What answer does the prophet make to his proposal? V. 8—10. N. B. This prohibition was probably intended as a testimony of the Lord's detestation of the execrable idolatry of the place. It was also a test of the prophet's obedience, such as we have had occasion to notice in several instances before.

Are we taught by his example to refuse urgent solicitations, when they would interfere with duty?

How did these circumstances come to the ears of the old prophet of Bethel, and what did he do in consequence?

Where did he overtake him, and what conversation ensued?

What were probably his motives in this conduct? N. B. He no doubt either designed to draw the man of God into a snare, and tempt him to transgress, or by treating him well to make a compromise with his own conscience for having neglected the very duty which this prophet had come so far to perform. On either supposition, the language he employed evinced the most horrible depravity.

Did the prophet of Judah weakly and criminally suffer himself to be persuaded?

In what consisted the crime of his compliance? N. B. "He could not be so certain of the countermand sent by another, as he was of the command given to himself; nor had he any ground to think that the command would be recalled, when the reason of it remained in force; he had great reason to suspect the honesty of this old prophet who did not bear witness against the idolatry of the city he lived in ; and at any rate, he should have taken time to beg direction from God, and not have complied so soon." HENRY.

Are good men more frequently liable to be led astray by the plausible arguments or examples of the pretended friends to religion, than by any thing else?

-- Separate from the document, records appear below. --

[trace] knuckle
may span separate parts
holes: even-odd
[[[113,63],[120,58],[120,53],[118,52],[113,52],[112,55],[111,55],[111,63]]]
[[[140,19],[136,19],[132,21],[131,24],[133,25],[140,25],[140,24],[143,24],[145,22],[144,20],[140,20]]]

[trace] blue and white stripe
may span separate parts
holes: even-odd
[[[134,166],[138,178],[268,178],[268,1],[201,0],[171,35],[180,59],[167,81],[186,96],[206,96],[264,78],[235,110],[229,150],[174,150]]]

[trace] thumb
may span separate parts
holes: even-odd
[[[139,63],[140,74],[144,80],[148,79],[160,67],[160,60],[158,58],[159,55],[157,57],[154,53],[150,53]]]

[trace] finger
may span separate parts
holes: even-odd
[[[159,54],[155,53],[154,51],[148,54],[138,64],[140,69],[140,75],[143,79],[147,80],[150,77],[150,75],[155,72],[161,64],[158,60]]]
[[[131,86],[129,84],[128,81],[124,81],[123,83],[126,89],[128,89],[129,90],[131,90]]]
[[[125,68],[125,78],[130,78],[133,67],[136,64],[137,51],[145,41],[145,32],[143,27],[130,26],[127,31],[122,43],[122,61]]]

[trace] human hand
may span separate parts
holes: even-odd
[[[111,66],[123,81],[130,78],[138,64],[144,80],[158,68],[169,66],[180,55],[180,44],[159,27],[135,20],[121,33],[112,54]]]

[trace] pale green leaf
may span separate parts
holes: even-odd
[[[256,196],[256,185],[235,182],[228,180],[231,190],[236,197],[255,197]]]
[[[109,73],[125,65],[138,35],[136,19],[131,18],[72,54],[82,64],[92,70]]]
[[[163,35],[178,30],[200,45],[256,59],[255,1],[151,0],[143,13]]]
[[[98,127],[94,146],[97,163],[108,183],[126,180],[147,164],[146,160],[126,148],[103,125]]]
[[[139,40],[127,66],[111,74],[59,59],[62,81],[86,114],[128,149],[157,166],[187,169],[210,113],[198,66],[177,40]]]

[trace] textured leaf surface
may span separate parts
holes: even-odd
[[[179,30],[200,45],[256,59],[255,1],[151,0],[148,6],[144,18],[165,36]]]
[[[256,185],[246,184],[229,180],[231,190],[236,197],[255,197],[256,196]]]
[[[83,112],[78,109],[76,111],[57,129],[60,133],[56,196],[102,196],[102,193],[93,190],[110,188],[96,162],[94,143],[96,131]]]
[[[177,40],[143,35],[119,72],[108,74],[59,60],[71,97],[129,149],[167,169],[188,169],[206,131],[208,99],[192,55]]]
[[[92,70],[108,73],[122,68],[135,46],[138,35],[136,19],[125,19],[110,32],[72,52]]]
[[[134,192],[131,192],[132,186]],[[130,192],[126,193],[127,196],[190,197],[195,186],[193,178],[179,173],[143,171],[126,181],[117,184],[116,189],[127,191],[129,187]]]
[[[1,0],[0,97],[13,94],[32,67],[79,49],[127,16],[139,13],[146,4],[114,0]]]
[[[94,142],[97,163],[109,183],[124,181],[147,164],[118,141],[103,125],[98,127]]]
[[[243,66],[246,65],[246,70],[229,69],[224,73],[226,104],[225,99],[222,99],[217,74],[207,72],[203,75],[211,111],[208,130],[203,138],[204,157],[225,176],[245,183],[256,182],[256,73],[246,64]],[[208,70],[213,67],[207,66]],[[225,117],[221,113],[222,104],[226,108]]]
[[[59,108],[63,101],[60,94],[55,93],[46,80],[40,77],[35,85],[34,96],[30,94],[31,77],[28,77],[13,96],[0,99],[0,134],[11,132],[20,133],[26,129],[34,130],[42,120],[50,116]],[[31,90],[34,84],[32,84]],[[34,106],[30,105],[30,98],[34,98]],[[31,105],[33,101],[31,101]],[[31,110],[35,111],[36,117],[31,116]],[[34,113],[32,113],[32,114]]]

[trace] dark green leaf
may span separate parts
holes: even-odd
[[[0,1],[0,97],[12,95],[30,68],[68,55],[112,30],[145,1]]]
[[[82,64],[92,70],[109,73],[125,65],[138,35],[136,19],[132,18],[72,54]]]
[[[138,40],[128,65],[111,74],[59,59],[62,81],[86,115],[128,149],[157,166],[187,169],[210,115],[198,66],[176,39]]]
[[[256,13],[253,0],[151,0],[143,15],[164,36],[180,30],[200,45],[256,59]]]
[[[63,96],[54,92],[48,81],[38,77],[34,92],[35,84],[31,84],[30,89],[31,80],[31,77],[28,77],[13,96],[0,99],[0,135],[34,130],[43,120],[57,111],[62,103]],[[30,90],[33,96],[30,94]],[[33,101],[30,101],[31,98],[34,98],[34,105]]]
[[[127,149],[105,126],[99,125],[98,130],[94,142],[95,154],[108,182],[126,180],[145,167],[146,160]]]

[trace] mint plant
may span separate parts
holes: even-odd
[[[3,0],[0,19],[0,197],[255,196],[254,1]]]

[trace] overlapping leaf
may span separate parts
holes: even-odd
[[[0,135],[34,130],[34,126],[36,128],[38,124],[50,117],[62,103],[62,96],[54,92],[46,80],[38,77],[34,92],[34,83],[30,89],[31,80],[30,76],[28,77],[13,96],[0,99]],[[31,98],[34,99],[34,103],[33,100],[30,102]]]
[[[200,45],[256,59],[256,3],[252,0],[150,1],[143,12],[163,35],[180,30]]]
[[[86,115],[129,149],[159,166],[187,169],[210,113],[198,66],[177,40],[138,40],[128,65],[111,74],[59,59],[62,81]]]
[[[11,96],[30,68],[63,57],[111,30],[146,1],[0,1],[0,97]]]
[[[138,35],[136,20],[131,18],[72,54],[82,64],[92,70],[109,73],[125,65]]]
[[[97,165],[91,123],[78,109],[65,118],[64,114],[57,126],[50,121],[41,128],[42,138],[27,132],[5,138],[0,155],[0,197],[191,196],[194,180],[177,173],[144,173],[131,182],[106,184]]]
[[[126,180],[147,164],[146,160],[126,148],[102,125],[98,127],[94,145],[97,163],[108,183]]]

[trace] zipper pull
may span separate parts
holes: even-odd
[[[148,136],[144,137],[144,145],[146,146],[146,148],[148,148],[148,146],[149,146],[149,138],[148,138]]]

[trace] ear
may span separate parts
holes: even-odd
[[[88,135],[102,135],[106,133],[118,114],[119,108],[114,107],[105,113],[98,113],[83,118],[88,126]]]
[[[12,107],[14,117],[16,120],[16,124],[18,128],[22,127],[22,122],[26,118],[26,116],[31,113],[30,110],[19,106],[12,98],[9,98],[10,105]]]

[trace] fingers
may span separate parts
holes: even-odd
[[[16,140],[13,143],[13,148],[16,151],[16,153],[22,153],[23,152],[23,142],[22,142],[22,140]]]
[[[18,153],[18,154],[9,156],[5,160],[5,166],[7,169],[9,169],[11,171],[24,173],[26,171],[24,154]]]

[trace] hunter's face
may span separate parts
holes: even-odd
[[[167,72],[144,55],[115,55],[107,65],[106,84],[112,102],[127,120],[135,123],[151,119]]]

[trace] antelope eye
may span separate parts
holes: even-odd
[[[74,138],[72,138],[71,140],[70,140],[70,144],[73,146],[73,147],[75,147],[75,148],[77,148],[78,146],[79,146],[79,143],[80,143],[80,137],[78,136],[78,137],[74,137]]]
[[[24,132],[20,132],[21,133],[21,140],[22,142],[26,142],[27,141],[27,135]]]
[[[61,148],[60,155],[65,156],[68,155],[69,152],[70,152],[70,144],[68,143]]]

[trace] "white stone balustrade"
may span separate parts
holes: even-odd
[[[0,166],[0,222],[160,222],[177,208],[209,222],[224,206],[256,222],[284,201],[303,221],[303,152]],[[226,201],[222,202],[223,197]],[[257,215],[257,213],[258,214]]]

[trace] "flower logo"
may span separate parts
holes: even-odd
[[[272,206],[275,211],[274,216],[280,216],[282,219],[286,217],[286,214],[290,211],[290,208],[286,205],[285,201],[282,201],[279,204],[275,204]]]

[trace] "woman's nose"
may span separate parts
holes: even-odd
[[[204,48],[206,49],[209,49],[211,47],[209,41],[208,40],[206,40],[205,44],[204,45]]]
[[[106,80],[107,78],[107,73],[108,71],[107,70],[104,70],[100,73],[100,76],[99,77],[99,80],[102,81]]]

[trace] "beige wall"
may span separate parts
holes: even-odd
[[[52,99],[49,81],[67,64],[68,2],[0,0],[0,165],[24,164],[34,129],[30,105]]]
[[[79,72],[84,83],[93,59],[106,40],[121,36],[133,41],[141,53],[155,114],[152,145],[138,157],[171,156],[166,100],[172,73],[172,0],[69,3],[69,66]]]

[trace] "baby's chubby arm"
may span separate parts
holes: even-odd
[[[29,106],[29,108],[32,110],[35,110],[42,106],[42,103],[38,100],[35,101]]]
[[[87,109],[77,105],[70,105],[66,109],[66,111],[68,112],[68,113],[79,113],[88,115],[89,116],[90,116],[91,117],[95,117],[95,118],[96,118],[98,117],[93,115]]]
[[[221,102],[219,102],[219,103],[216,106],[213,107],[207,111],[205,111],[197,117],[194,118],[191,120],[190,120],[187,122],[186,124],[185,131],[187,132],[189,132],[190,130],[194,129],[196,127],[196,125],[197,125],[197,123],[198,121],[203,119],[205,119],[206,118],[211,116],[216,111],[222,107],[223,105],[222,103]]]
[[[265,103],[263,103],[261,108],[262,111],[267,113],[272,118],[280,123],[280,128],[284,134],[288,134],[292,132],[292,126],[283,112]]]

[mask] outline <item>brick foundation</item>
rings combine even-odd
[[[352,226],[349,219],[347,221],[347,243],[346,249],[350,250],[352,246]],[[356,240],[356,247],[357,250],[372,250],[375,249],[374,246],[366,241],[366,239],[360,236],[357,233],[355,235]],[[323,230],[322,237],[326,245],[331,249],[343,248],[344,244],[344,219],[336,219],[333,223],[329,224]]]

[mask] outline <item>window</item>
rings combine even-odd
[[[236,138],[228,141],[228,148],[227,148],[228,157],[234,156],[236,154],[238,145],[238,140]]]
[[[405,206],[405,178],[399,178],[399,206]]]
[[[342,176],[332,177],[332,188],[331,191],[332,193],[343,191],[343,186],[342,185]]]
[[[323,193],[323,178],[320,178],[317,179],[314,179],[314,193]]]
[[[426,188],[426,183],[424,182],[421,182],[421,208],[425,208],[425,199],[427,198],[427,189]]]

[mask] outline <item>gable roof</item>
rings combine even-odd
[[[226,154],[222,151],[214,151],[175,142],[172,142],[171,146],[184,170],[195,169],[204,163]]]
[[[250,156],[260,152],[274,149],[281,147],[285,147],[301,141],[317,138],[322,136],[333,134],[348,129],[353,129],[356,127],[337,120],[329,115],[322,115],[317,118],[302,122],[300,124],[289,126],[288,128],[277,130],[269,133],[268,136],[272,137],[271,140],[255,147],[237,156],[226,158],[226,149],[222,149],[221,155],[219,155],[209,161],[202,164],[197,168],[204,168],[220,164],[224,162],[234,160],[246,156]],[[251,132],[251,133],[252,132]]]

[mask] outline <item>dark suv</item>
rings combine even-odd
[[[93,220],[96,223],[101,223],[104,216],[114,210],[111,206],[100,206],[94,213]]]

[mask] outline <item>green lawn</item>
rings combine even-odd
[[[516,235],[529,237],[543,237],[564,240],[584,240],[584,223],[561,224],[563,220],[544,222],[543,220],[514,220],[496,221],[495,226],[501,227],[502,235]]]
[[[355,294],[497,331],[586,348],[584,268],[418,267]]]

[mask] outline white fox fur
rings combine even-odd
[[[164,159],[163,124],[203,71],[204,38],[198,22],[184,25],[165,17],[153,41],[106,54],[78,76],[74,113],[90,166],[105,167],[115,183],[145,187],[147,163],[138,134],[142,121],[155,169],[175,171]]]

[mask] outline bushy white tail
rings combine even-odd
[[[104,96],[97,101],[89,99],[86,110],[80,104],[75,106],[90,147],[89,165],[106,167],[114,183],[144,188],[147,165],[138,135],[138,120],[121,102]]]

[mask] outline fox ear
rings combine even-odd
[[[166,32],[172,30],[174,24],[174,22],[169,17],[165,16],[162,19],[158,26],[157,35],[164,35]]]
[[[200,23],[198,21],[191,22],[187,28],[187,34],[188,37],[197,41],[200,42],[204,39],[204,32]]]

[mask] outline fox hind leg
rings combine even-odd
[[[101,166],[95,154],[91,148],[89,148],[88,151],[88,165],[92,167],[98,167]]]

Ought we to be specially on our guard against worldly-minded professors who do not reprove sin in others?

Is it peculiarly perilous to follow any one, or to lead ourselves, in a course where conscience secretly reluctates and misgives us?

Have we as clear a rule of duty in God's word as this prophet had, and one which we are as much bound to be guided by?

What took place as they were sitting at the table?

Was this fearful sentence accordingly executed, and what were the circumstances?

Were some of these circumstances miraculous, and how was the body disposed of?

What inference do we draw from the fact that by far the most guilty party is left unpunished, while the good man dies for one transgression ?

Does this whole history give us a solemn view of God as a "jealous God?"

What does it teach us as to the consequences of the sins of his own people, whatever may have been their former character, services, or standing?

What expressions of grief did the old prophet utter at the funeral, and what charge did he give to his sons respecting his own burial?

Did he in this as well as in several other points resemble Balaam?

Is there any evidence that he was brought to repentance so as to escape in another world that punishment which he did in this?

What memorial was there in honor of the good prophet which distinguished his grave for some ages afterwards? 2 Kings. 23. 17.

Did all these things, instead of working a reformation in Jeroboam, even go to produce a contrary effect, and what evidence is there of it?

What was the final effect of his idolatry?

Does it appear therefore that the setting up of the calves, instead of perpetuating his house, as he intended, was the very means of bringing it sooner to destruction?